Correct Implementation:

def insert(self, word: str, product_index: int) -> None:
    current_node = self
  
    for char in word:
        char_index = ord(char) - ord('a')
        if current_node.children[char_index] is None:
            current_node.children[char_index] = Trie()
        current_node = current_node.children[char_index]
        if len(current_node.product_indices) < 3:  # Check limit before adding
            current_node.product_indices.append(product_index)

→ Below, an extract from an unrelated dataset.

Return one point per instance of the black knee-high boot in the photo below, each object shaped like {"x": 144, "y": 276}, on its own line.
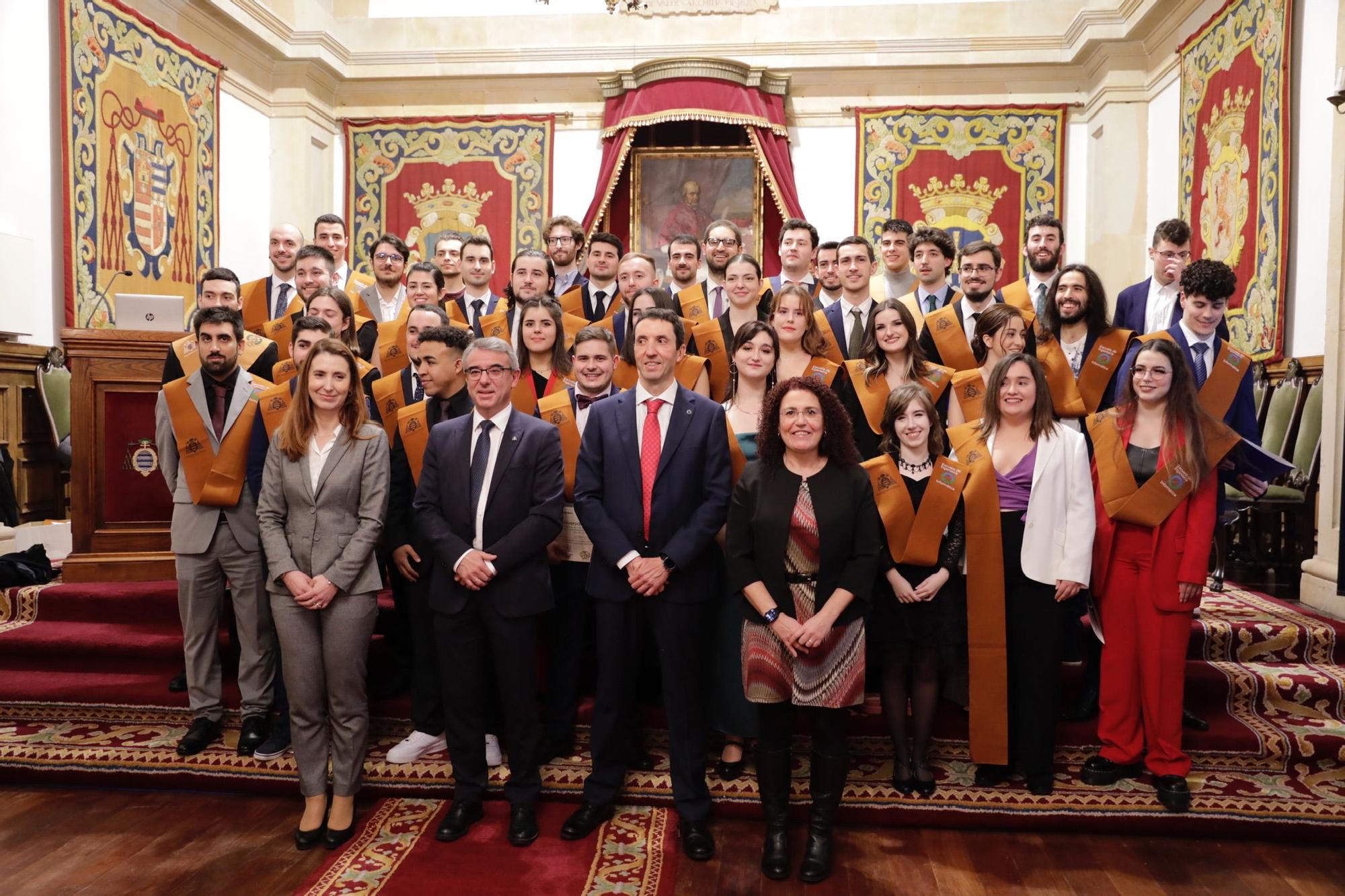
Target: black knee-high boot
{"x": 774, "y": 784}
{"x": 828, "y": 782}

3. Inserting Products Before Sorting

A critical mistake is building the Trie before sorting the products array. Since we're storing indices and want the lexicographically smallest products, the indices must correspond to the sorted array.

Incorrect Implementation:

def suggestedProducts(self, products: List[str], searchWord: str) -> List[List[str]]:
    trie = Trie()
  
    # Wrong: Building trie before sorting
    for index, product in enumerate(products):
        trie.insert(product, index)
  
    products.sort()  # Sorting after building trie breaks index mapping
  
    suggestion_indices = trie.search(searchWord)
    return [[products[index] for index in indices] for indices in suggestion_indices]

Correct Implementation:

def suggestedProducts(self, products: List[str], searchWord: str) -> List[List[str]]:
    # Sort first to ensure indices correspond to lexicographic order
    products.sort()
  
    trie = Trie()
    for index, product in enumerate(products):
        trie.insert(product, index)
  
    suggestion_indices = trie.search(searchWord)
    return [[products[index] for index in indices] for indices in suggestion_indices]

These pitfalls can lead to runtime errors, incorrect results, or inefficient solutions. Always ensure proper null checking, enforce constraints (like the 3-product limit), and maintain correct index-to-product mapping by sorting before building the data structure.